Shaye Cohen believes that Roman law influenced the rulings of the Mishna on the subject of the status of a child conceived through rape. There is a Mishna that assumes that legal paternity only exists if there exists the possibility of a valid marriage between the parents. Since marriage between a Jewish woman and a non-Jewish man isn’t possible, if a woman chose a man with whom she couldn’t have a valid marriage with instead of a Jewish man that she could have a valid marriage with, her children are considered mamzerim. A Jewish man fathering a child with a non-Jewish woman is penalized by having his children considered gentiles, and a Jewish woman whose child is fathered by a gentile is penalized by her children being deemed mamzerim.

Cohen ventures a guess that the rabbis took pity on women raped by Roman soldiers by disputing the ruling for the children of Jewish mothers and gentile fathers being mamzerim, and instead adopting the matrilineal law.

matrilineal

Roman law, at the time of this Mishna, said that a child was only a father’s legal heir if his mother and father were joined in legal marriage.

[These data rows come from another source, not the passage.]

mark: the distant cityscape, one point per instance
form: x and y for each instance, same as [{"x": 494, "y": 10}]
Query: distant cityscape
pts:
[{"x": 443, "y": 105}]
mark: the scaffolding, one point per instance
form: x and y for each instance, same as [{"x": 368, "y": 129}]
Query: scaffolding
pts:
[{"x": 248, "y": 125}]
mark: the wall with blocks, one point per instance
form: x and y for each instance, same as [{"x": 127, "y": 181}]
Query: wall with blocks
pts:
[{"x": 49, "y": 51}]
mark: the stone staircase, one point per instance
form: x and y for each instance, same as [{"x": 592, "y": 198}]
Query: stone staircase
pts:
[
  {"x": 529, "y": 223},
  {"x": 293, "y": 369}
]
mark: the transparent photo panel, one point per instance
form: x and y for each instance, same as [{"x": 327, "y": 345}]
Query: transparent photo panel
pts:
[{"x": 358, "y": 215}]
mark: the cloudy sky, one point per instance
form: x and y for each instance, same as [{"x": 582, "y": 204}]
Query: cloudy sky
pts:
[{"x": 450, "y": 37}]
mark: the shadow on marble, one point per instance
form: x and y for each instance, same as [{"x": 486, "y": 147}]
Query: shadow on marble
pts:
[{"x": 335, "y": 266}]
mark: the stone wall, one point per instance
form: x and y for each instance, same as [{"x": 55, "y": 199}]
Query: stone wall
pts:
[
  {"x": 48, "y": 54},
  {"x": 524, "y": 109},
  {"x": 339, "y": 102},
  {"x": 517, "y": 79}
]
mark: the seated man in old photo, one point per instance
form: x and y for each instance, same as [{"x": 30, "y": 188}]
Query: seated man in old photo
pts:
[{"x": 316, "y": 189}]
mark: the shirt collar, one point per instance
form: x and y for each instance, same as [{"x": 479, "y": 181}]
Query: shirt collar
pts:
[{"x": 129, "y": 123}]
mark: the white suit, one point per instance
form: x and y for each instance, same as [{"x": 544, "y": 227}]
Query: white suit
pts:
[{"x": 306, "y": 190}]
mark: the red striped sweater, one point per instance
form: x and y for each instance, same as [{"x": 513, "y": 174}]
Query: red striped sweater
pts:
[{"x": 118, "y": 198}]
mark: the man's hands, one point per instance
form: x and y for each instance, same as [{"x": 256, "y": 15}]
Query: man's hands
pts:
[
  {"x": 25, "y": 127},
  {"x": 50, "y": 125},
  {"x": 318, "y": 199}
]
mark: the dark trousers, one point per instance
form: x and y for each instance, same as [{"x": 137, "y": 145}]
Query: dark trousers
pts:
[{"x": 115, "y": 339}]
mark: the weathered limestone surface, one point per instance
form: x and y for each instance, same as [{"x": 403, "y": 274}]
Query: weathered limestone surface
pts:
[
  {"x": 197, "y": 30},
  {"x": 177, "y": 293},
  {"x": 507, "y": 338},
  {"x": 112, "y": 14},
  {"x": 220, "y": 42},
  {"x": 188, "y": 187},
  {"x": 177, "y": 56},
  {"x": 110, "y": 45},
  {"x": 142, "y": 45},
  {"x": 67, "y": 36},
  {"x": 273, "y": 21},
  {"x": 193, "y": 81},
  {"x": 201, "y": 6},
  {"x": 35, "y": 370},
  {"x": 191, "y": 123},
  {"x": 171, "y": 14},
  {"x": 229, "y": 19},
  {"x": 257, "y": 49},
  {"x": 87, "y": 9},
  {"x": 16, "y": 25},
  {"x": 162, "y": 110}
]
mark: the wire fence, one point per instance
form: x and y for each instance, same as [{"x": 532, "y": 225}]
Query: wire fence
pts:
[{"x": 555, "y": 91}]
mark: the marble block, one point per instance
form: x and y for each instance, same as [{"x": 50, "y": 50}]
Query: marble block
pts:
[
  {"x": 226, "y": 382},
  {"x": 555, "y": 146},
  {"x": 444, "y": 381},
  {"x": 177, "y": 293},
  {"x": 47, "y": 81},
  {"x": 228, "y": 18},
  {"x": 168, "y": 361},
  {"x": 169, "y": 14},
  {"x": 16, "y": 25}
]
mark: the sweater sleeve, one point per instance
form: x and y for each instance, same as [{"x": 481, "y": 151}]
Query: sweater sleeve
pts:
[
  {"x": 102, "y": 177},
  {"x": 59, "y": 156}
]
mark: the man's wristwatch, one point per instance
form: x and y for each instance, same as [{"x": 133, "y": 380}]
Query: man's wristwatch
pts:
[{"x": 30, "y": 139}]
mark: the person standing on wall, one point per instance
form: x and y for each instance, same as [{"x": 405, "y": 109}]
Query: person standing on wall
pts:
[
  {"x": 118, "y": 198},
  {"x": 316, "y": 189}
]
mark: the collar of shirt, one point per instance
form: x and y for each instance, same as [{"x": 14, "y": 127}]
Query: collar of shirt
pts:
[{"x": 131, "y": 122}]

Only Roman citizens were capable of contracting a legal marriage, or conubium. Without such a capacity (e.g. a non-citizen or a slave didn’t have this capacity) the child takes on the status of the mother (if the mother is a non-citizen, so is the child; if the mother is a slave, so is the child). Cohen theorizes that the rabbis who wrote their opinion about matrilineal determination might have taken their cues from Roman law.

Cohen also gives another possible reasoning in the form of rules for animal breeding and species designation. Scripture prevents breeding between certain types of animals, however if those breeding prohibitions are violated, what is the designation of the offspring? In the Mishna, R. Judah posits that a mule whose mother is a horse and whose father is a donkey may breed with both mules and pure bred horses, as the mule follows the status of its mother. Likewise, in human breeding, the mother also bestows the child’s designation, regardless of who the father is.

It’s tough to actually pinpoint when matrilineal descent actually took hold in Judaism, although it is clear that this wasn’t always the case. The reasons behind why mothers determine Jewish status also seem unclear, although there are those who have tried to offer mystical, sociological, and historical explanations. I myself was given the ruling that there are dissenting opinions about whether a child who has a non-Jewish father and a Jewish mother is still considered Jewish. As such, I had to undergo a conversion before my own wedding in order to satisfy all opinions, according to the posek we asked.

What is clear is that matrilineal descent isn’t a slam dunk victory proving women’s empowerment and influence within Judaism.